Llama del cielo en la tierra - Alfa y Omega

Llama del cielo en la tierra

Jaime Noguera Tejedor

Lo dice en la página 6: y es un alegato. Mucho más que las memorias de un niño que logró escapar de la deportación y convertirse en el marinero que soñaba llegar a ser.

Toda la novela, larguísima porque no quieres que termine y te detienes cada vez que puedes, 142 páginas de dolor y de ternura, está marcada por ese alegato: un niño y su bellísima madre viven, que no sobreviven, en campos de deportados; amenazados con la cárcel, con el campo de concentración, con el orfanato, con ser asesinados, viven, a pesar de todo, sustentados por su fe, por su convencimiento de que Dios es el único que no les abandona, y por el reflejo de la luz que hay en la ingenuidad valiente de él, Pietia, y la hermosura y firmeza de su madre, Bella. La novela es un ir y venir del sinsentido de la barbarie comunista en Siberia –rencillas, envidias, ajustes de cuentas, mentiras, desilusiones, guerra al fondo, sinrazones de todo tipo–, al recuerdo de una libertad lejana, pero cada día más presente en los anhelos de las personas. El amor es lo único que puede florecer entre tanto dolor.

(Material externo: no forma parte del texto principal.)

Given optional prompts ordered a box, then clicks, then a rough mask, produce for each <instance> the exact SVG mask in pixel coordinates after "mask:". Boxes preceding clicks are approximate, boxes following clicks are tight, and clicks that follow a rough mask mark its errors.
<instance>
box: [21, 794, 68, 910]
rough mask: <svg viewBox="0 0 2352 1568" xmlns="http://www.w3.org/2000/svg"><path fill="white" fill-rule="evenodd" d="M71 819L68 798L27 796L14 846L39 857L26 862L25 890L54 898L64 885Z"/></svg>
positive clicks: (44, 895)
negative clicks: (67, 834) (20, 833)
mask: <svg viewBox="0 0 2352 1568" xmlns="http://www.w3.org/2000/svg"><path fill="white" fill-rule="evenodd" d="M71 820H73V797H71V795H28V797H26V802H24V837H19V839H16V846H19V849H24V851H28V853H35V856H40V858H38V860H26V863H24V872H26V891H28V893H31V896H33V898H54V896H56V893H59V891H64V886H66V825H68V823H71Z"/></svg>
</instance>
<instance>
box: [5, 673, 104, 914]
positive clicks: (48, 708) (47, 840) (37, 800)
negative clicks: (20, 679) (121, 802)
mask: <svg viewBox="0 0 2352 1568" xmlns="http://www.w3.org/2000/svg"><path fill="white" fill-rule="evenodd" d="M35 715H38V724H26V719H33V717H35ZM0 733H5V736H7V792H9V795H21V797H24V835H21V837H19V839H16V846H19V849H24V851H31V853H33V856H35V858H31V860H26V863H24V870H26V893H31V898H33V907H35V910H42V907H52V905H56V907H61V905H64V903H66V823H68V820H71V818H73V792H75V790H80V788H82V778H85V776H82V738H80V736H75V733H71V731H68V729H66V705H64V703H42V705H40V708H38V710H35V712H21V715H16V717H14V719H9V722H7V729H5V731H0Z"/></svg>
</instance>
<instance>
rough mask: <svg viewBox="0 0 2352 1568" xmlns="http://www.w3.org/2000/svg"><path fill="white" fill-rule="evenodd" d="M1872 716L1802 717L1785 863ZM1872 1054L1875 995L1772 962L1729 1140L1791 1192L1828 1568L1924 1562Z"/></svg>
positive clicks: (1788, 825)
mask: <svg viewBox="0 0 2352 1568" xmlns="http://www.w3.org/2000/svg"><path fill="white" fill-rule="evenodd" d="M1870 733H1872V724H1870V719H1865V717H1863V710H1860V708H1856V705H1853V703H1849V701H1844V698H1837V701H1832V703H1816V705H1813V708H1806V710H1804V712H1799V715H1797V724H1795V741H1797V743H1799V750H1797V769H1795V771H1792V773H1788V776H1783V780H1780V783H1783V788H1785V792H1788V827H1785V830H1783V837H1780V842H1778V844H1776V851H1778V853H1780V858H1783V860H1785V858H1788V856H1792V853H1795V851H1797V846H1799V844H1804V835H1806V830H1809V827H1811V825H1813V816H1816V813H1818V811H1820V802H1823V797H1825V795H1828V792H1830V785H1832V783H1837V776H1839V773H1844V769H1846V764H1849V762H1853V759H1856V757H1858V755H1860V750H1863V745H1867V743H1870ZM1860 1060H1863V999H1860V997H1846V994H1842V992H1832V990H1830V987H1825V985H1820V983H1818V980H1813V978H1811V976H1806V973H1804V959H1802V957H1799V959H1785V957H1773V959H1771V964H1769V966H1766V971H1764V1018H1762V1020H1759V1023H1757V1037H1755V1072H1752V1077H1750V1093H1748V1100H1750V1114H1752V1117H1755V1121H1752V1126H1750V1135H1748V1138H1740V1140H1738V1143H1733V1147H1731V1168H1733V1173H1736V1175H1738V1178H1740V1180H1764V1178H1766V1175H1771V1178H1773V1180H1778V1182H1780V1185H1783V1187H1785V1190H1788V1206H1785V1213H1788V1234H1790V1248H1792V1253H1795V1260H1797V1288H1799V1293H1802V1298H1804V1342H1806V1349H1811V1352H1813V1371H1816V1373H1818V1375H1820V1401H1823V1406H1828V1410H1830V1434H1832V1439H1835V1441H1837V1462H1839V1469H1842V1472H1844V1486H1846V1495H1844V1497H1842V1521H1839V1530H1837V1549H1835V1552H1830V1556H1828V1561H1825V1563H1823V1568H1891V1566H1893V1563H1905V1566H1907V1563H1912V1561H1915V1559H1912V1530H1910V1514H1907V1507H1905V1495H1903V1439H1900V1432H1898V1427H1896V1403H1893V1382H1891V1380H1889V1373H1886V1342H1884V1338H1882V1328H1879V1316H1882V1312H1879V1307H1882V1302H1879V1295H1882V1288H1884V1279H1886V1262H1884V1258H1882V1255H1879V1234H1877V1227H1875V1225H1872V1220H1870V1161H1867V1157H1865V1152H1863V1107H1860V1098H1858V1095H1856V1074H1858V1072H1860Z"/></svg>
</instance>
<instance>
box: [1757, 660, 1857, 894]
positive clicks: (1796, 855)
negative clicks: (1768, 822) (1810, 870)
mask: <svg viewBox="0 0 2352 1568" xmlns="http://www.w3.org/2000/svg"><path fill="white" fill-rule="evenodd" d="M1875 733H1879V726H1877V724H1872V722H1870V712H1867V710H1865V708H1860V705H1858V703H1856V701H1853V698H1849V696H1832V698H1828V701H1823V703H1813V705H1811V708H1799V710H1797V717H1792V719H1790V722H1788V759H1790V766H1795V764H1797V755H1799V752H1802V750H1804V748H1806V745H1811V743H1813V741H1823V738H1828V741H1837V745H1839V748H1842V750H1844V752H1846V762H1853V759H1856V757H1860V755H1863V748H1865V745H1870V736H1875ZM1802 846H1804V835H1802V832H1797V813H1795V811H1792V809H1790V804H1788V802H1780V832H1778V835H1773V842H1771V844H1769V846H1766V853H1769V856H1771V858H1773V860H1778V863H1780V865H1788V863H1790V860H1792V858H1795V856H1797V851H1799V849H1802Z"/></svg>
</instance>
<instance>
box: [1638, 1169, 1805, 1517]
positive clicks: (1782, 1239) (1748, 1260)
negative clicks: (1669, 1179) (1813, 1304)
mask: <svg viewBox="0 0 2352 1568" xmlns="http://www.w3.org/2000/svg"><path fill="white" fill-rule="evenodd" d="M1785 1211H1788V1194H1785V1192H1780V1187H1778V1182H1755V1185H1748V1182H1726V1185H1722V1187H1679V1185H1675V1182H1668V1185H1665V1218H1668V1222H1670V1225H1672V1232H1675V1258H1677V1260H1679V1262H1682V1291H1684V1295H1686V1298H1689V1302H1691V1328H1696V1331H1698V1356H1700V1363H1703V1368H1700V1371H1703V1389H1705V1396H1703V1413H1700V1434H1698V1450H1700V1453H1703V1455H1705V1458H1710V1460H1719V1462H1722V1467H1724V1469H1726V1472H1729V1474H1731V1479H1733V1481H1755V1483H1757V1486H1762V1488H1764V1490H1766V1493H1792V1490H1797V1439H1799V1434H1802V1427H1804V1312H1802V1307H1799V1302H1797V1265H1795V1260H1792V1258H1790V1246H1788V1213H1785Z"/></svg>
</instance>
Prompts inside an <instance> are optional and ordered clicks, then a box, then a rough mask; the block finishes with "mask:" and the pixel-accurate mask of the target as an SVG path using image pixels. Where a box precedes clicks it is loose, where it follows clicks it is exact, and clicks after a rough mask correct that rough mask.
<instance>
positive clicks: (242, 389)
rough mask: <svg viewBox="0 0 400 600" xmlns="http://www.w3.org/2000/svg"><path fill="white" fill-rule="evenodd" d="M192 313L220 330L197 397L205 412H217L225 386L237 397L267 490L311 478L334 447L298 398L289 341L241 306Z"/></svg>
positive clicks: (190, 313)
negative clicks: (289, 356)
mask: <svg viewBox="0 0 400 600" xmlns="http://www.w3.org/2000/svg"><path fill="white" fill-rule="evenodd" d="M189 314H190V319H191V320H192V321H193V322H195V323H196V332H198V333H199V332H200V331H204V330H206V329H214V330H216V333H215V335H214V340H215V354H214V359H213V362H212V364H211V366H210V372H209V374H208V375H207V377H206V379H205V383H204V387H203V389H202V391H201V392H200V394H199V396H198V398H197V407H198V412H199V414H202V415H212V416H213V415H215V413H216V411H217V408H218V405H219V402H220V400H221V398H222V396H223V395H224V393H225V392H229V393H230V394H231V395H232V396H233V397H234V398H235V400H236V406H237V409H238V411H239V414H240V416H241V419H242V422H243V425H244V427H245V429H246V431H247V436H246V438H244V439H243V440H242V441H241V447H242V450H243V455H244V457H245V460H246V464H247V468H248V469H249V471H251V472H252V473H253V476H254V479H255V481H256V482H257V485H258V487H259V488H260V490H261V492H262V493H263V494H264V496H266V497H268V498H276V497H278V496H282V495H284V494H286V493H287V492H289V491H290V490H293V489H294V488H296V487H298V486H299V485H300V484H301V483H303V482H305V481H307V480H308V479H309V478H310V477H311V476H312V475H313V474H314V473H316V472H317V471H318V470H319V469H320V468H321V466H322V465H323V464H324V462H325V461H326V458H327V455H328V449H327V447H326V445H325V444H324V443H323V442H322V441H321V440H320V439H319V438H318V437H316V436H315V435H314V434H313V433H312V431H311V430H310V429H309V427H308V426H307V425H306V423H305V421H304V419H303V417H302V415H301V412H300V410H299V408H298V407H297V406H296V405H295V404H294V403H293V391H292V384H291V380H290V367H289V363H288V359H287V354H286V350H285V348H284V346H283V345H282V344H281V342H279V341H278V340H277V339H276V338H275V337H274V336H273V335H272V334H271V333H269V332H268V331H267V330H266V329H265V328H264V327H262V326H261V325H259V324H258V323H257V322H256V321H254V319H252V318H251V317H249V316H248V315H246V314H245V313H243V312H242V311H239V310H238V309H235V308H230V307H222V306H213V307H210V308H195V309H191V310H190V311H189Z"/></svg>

Pietia descubre el bien a través de sus amigos y en el rostro de su madre. Bella sabe que su hermosura es su fuerza y su refugio. Ambos trabajan de lo lindo, no sólo porque les obliguen, sino por sentido del ritmo de la vida. Y en ello habitan. La felicidad está en el punto de encuentro de la verdad, la bondad y la belleza. Y esas son las palancas con las que se cambian las marchas de esta novela: la capacidad de renunciar a lo que uno desea –un jersey a rayas, tabaco, un perfume–, la fe en Dios Padre y Creador, el cuidado con que se describen las galas de los artistas; la amistad que supera la camaradería, la búsqueda del fuego que hay en el interior de cada persona buena; la luz que ponen unas flores en una mesa sucia y oscura.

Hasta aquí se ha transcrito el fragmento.